Ahmet est régulateur au centre d’entretien. Il représente la porte d’entrée et de sortie des locs. Il planifie les passages et est responsable de la répartition des tours. Depuis, il s’est habitué à son nouveau lieu de travail. Cela, même s’il vit dans la partie française du point de jonction des trois pays, à Bâle. Faire la navette ne lui pose pas de problème. Il rit d’une situation un peu paradoxale: «Je m’occupe de locomotives, mais je viens au travail en voiture. Avec les transports publics, le voyage de porte à porte serait beaucoup trop long parce que les correspondances ne sont pas bonnes et que le centre d’entretien n’est pas à proximité immédiate de la gare de Dietikon.»
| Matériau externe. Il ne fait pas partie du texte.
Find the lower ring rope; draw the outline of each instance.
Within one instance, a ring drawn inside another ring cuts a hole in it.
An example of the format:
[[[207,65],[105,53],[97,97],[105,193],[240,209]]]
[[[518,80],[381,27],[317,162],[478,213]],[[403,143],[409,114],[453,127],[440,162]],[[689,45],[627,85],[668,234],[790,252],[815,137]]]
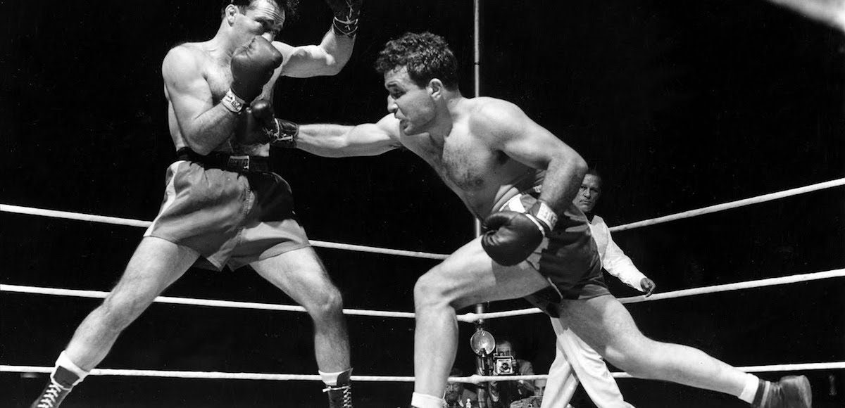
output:
[[[725,285],[716,285],[713,286],[682,289],[680,291],[668,291],[663,293],[655,293],[654,295],[651,295],[649,297],[645,297],[642,295],[631,297],[620,297],[619,302],[621,302],[622,303],[639,303],[641,302],[660,301],[663,299],[674,299],[678,297],[705,295],[707,293],[719,293],[723,291],[739,291],[741,289],[774,286],[777,285],[807,282],[810,280],[838,278],[842,276],[845,276],[845,269],[827,270],[825,272],[815,272],[812,274],[793,275],[789,276],[768,278],[758,280],[749,280],[745,282],[728,283]],[[539,314],[542,313],[542,311],[541,311],[540,309],[537,307],[532,307],[529,309],[509,310],[505,312],[493,312],[489,313],[466,313],[459,315],[458,320],[461,322],[475,322],[482,318],[510,318],[512,316],[522,316],[526,314]]]
[[[839,370],[845,369],[845,362],[812,362],[804,364],[778,364],[770,366],[750,366],[738,367],[741,371],[746,373],[772,373],[782,371],[809,371],[809,370]],[[0,373],[52,373],[52,367],[39,366],[3,366],[0,365]],[[222,372],[204,372],[204,371],[161,371],[161,370],[128,370],[114,368],[95,368],[91,370],[91,375],[113,375],[126,377],[159,377],[170,378],[204,378],[204,379],[253,379],[253,380],[271,380],[271,381],[322,381],[319,375],[315,374],[269,374],[261,373],[222,373]],[[627,373],[613,373],[617,378],[635,378]],[[470,377],[450,377],[449,381],[455,383],[479,384],[488,381],[532,381],[536,379],[546,379],[548,374],[536,375],[472,375]],[[412,383],[413,377],[410,376],[379,376],[379,375],[353,375],[352,381],[369,381],[369,382],[397,382]]]
[[[57,211],[55,209],[34,209],[30,207],[19,207],[18,205],[0,204],[0,212],[25,214],[29,215],[41,215],[52,218],[61,218],[64,220],[76,220],[79,221],[99,222],[103,224],[112,224],[117,226],[140,226],[147,228],[152,225],[152,221],[141,220],[133,220],[130,218],[108,217],[105,215],[94,215],[91,214],[79,214],[68,211]],[[419,251],[404,251],[401,249],[390,249],[376,247],[366,247],[363,245],[353,245],[348,243],[327,242],[325,241],[308,240],[308,242],[314,247],[343,249],[349,251],[358,251],[371,253],[382,253],[385,255],[398,255],[403,257],[424,258],[428,259],[445,259],[449,255],[444,253],[430,253]]]
[[[30,293],[37,295],[57,295],[75,297],[90,297],[103,299],[109,292],[100,291],[79,291],[76,289],[58,289],[52,287],[21,286],[18,285],[0,285],[0,291],[17,293]],[[295,305],[279,305],[275,303],[256,303],[251,302],[218,301],[210,299],[195,299],[191,297],[158,296],[153,302],[178,305],[210,306],[213,307],[233,307],[240,309],[278,310],[282,312],[305,312],[305,307]],[[413,318],[414,313],[410,312],[389,312],[380,310],[343,309],[344,314],[353,316],[373,316],[380,318]]]

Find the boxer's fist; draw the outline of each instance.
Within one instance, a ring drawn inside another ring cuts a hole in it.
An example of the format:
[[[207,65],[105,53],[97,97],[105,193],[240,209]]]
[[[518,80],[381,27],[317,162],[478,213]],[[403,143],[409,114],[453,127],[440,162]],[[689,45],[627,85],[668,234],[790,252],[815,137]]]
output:
[[[510,266],[519,264],[542,242],[542,229],[527,214],[499,211],[484,219],[488,230],[481,238],[481,246],[497,264]]]
[[[244,102],[253,101],[283,60],[273,44],[264,37],[254,37],[232,56],[232,92]]]
[[[646,292],[646,297],[651,296],[651,292],[653,292],[654,289],[657,287],[657,286],[654,283],[654,280],[648,278],[642,278],[642,280],[640,280],[640,286],[642,286],[642,291]]]
[[[499,211],[484,219],[487,232],[482,248],[497,264],[515,265],[526,260],[557,222],[557,215],[542,200],[537,200],[528,213]]]
[[[247,107],[243,120],[235,131],[235,140],[240,144],[264,144],[270,141],[275,130],[273,106],[270,101],[257,99]]]
[[[276,147],[297,147],[299,125],[275,117],[273,106],[266,99],[257,99],[247,108],[243,125],[236,131],[241,144],[273,144]]]
[[[338,35],[355,37],[358,30],[358,16],[361,15],[363,0],[326,0],[335,20],[331,28]]]

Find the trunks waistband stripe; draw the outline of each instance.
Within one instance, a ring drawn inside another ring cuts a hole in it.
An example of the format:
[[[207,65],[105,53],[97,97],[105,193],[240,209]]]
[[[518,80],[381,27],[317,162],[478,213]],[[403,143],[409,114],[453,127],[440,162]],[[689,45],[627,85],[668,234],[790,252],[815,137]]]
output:
[[[199,155],[190,148],[183,147],[176,152],[177,160],[186,160],[201,163],[206,167],[236,171],[239,173],[271,171],[270,158],[257,155],[233,155],[213,151],[206,155]]]

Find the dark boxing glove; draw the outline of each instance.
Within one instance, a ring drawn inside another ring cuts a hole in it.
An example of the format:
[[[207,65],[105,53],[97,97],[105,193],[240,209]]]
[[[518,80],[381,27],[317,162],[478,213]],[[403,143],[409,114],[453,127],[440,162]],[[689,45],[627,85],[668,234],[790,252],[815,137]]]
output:
[[[261,95],[264,84],[273,76],[273,70],[281,65],[283,60],[281,52],[261,36],[254,37],[248,46],[236,50],[232,56],[232,85],[222,103],[229,110],[240,113],[243,104],[252,102]],[[232,103],[232,99],[236,103]]]
[[[297,147],[299,125],[275,117],[270,101],[254,101],[247,114],[245,128],[237,133],[237,141],[242,144],[270,143],[277,147]]]
[[[499,211],[484,219],[484,252],[497,264],[511,266],[526,260],[558,222],[548,205],[537,200],[527,213]]]
[[[363,0],[326,0],[326,3],[335,14],[335,20],[331,24],[335,34],[355,38]]]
À l’instar d’Ahmet, d’autres collaborateurs bâlois viennent travailler à Dietikon. Certains d’entre eux ont déménagé, par exemple Gino Rattunde: «Mon amie vivait déjà à Dietikon. Le déménagement a donc même été positif pour moi.» Mais tous ne prennent pas cette situation aussi bien qu’Ahmet et Gino. Sept collaborateurs de Bâle ont trouvé une nouvelle mission au centre d’entretien de Muttenz parce qu’un petit point d’appui y a été créé dernièrement pour les locomotives de SBB Cargo International. Quelques-uns ont décidé de trouver un nouvel emploi. Mais personne n’a perdu son poste en raison du déménagement.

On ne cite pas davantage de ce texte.